Credit cards for fair credit boost TransUnion's Credit Risk Index

Credit cards for fair credit and poor credit have returned in force after a few years on the market's back burners, according to analysts at TransUnion. As a result, the credit reporting agency's leading risk indicator has returned to a level last seen at the start of the country's financial crisis.

TU's Credit Risk Index notched a 2.3 percent increase in the fourth quarter of 2011, compared to the previous quarter. This marks the index's first gain since the beginning of 2010, stemming seven straight quarters of reduced risk for credit card lenders.

Seasonal credit offers also increased risk

In a statement to reporters, TransUnion spokesman Charlie Wise explained that a strong holiday shopping season required retailers and lenders to loosen their credit guidelines. After wrestling with potential new privacy restrictions on collecting credit card applications at checkout, retailers got back in the game. Factoring holiday shopping out of TU's calculations results in a "decrease in overall risk."

Retail credit cards limit risk, since they limit cardholders' purchasing activity to a single location. Most store credit cards offer very small lines of credit, especially to applicants with fair or poor credit. Retailers can cut their losses quickly by writing down the value of goods sold and assigning accounts to collections soon after default.

Banks easing into subprime credit card lending

TransUnion's report also indicates a rising trend among major credit card issuers, reaching back out to consumers with average and fair credit scores.

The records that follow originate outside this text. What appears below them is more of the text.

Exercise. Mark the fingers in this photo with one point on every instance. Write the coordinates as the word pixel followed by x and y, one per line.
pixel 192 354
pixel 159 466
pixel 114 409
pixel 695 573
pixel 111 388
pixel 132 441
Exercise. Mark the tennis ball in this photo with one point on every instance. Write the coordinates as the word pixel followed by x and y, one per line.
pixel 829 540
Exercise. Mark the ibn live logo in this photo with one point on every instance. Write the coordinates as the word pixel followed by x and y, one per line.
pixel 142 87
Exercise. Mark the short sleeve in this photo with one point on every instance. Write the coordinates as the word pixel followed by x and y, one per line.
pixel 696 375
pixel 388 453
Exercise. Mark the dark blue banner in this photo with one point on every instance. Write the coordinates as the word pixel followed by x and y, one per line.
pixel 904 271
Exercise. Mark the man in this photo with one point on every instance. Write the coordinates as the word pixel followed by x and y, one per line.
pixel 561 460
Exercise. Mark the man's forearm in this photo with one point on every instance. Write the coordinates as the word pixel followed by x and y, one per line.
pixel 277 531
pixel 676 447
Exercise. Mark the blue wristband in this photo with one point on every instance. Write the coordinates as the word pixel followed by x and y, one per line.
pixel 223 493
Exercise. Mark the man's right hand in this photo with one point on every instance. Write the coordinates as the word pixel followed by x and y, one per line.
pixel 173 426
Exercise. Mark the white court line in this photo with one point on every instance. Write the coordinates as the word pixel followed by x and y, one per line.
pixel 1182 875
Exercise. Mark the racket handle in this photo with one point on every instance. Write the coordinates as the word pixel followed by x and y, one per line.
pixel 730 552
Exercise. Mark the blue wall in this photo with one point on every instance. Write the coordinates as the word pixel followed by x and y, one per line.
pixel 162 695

Responding to unprecedented risk and to regulators' deleveraging demands, many banks cut access to credit for all but their most elite customers during the recession.

The move stabilized consumer credit cards, while raising banks' cash reserves. Now, shareholders want to see that cash put to work. TransUnion's Total Inquiry Index shows a 6 percent increase in consumer demand for credit compared to the same period a year earlier. A slight gain in delinquency rates leads to a sharper rise in the Credit Risk Index, since TU's analysts expect a ripple effect from boosting the number of fair credit credit cards.